Precisamos lembrar especialmente que entre a Ascensão e a Parúsia(o desaparecimento e o reaparecimento de Jesus), alonga-se um período de duração indeterminado que deve ser preenchido pelo testemunho da igreja, que deve alcançar o mundo inteiro no poder do Espírito Santo. Precisamos dar ouvidos à mensagem dos anjos: “Vocês o viram partir. Vocês o verão voltar. Mas entre essa ida e vinda é necessário que haja outra. O Espírito Santo precisa vir, e vocês precisam ir – para o mundo, por Cristo”.[7]

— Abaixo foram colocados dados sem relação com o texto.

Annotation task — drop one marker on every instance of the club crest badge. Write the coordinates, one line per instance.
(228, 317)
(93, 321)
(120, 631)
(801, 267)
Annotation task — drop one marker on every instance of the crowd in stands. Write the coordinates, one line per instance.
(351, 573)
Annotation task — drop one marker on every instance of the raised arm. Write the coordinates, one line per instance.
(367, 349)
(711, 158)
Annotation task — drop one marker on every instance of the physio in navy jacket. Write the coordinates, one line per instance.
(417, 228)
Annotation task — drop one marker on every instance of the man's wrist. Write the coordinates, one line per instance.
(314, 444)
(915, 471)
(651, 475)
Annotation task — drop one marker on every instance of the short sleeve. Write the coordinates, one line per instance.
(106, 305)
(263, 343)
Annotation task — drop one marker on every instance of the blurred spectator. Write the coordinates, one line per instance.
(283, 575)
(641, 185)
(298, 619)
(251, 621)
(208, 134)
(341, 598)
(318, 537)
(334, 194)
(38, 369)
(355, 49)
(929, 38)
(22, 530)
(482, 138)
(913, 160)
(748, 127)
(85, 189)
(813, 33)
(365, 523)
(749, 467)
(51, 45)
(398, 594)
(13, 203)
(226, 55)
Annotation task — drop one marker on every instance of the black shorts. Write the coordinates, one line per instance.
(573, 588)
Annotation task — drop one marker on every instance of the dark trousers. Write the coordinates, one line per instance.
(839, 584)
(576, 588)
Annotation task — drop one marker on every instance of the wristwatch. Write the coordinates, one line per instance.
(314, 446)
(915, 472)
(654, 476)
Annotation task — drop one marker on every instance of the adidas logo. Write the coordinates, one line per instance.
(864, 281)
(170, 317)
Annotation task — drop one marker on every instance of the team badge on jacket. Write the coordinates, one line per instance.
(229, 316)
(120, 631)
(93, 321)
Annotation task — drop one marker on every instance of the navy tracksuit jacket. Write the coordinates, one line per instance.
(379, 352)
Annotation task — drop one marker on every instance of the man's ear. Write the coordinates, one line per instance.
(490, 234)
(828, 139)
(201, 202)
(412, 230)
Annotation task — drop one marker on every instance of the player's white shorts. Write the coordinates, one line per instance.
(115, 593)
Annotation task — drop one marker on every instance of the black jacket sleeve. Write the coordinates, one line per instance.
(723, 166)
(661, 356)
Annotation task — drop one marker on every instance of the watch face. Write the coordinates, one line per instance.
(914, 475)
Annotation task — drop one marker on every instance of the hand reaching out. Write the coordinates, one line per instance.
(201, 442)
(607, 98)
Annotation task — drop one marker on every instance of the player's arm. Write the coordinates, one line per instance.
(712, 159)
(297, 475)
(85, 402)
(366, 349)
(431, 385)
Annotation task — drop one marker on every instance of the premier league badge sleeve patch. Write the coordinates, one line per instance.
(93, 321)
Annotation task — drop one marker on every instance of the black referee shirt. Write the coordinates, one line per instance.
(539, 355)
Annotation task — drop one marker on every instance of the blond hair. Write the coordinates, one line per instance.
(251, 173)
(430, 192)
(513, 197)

Em terceiro lugar, a Ascensão de Cristo nos enche de plena confiança da vida eterna, pois Cristo, tendo sido semelhante a nós, assentou-se à destra de Deus(Mc 16:19) e intercede por nós como o Sumo Sacerdote segundo a ordem de Melquisedeque(Sl 10:4). O fato de Jesus está à destra de Deus Pai nos confirma sua autoridade como Deus, sua coroação como Rei e que sua obra na Terra foi concluída.

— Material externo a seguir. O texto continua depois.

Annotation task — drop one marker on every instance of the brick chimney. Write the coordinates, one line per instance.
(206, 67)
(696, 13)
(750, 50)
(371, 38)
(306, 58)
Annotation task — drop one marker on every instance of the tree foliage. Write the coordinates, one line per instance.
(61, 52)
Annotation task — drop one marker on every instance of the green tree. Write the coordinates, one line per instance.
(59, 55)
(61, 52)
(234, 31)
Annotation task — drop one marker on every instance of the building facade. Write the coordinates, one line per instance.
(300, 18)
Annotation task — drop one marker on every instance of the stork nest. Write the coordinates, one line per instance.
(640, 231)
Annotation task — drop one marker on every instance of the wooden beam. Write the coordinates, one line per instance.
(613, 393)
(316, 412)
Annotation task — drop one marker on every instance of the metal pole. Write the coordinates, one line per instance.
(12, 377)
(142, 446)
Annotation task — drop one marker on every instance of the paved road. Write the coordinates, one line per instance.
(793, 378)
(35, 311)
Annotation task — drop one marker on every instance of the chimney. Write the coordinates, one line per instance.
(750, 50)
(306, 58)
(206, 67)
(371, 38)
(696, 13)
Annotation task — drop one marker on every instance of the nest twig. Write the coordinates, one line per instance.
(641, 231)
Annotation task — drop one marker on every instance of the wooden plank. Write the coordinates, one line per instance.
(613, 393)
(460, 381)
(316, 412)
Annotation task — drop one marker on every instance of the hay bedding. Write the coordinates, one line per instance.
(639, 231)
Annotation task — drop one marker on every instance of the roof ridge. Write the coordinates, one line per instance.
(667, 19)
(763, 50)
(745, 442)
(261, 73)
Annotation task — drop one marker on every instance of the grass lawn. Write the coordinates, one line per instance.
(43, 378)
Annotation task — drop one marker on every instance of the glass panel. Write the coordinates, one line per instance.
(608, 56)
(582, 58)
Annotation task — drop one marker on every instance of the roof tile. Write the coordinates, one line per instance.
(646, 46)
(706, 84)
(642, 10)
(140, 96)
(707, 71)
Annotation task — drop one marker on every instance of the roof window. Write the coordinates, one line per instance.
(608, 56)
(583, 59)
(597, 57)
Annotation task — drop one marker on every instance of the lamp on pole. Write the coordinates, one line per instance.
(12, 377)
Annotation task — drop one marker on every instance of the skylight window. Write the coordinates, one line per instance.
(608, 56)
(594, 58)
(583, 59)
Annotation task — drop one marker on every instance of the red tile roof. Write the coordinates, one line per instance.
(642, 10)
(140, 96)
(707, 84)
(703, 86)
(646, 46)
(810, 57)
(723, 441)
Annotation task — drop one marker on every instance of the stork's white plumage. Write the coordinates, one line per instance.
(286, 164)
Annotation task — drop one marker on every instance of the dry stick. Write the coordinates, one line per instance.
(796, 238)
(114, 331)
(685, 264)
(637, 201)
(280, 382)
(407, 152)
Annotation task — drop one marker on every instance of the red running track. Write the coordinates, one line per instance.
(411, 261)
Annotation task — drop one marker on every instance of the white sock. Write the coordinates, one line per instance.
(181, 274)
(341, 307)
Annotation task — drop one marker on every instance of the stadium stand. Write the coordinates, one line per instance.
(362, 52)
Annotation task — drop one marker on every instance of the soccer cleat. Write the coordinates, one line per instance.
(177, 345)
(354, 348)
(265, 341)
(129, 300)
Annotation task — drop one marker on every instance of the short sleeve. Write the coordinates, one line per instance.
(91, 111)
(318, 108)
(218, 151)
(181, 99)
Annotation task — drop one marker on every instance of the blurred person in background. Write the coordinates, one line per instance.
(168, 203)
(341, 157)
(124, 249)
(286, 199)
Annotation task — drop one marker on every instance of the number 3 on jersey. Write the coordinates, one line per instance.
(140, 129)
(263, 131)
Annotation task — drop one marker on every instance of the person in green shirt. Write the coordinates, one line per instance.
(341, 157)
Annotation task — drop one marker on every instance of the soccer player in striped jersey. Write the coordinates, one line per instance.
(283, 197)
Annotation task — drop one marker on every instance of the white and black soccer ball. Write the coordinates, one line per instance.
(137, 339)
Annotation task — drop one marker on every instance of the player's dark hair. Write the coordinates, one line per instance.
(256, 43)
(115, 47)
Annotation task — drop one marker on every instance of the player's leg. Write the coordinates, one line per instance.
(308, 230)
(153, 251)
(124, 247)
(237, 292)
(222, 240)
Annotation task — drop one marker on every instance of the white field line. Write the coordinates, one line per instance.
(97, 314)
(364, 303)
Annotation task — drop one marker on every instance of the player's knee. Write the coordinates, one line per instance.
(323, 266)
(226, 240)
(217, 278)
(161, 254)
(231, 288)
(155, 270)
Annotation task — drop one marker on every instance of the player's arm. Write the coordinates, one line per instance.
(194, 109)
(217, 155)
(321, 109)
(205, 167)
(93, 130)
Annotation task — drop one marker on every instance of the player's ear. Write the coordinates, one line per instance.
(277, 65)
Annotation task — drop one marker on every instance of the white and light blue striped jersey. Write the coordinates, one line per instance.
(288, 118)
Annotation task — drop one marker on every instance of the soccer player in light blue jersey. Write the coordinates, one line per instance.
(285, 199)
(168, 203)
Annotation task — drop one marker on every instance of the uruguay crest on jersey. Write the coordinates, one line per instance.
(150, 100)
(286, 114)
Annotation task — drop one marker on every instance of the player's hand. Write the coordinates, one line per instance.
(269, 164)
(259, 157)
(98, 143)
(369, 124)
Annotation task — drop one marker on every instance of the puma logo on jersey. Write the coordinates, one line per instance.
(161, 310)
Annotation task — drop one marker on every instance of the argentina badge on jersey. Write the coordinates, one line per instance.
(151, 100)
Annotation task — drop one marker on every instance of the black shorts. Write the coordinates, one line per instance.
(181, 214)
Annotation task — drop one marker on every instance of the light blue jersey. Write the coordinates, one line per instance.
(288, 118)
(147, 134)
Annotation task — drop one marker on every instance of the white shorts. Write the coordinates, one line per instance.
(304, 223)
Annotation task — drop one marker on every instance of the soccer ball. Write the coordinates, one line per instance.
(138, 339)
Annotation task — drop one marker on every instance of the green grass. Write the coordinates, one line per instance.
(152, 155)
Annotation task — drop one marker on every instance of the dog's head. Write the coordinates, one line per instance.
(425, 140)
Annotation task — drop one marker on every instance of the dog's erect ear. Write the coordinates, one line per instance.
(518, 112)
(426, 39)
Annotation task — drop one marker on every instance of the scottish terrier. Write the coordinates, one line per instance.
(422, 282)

Em quarto lugar, consola-nos saber que à destra de Deus temos um advogado que está pleiteando a nosso favor. João diz: “Meus filhinhos [...] se alguém pecar, temos um Advogado para com o Pai, Jesus Cristo, o Justo”(1João 2:1). Para as pessoas que estão se sentindo culpadas e condenadas, o apóstolo João nos mostra o restabelecimento da certeza. Elas sabem que pecaram, e Satanás (chamado de acusador em Ap 12:10) está exigindo a pena de morte. Quando você se sentir assim, não desista da esperança – o melhor Advogado de defesa do universo está pleiteando a seu favor.
Jesus Cristo, nosso Advogado, nosso Defensor, é o Filho do Justo Juiz. Ele já sofreu a penalidade em nosso lugar. Nós não podemos ser julgados por um processo que está terminado (vide Cl 2:14). Unido a Cristo, estamos tão seguro quanto Ele. Não tenhamos medo de pedir a Cristo para pleitear a nossa causa – Ele já a venceu (ver Rm 8:33,34; Hb 7:24,25).[8]
Agora não somos mais réus, mas filhos. Deus não é mais o nosso Juiz, mas Pai. Nós, que cremos em Cristo, não entramos mais em juízo, mas passamos da morte para a vida(João 5:24). Uma vez justificados, entramos na família de Deus. Se pecarmos, não precisaremos de uma nova justificação do Juiz divino, mas do perdão do Pai. Jesus Cristo está assentado à destra do Pai(Cl 3:1). Glórias sejam dadas a Ele!

CONCLUSÃO

A Ascensão de Jesus é uma preparação e antecipação da glorificação também de cada cristão que o segue fielmente. Significa que o cristão deve viver com os pés na Terra, mas com o coração no Céu, a nossa pátria definitiva e verdadeira, como o apóstolo Paulo lembrou aos filipenses: “Mas a nossa cidade está nos céus, donde também esperamos o Salvador, o Senhor Jesus Cristo, que transformará o nosso corpo abatido, para ser conforme o seu corpo glorioso, segundo o seu eficaz poder de sujeitar também a si todas as coisas”(Fp 3:20,21). Portanto, o cristão vive neste mundo sem ser do mundo, caminha entre as coisas que passa abraçando somente as que não passa. Jesus breve vem!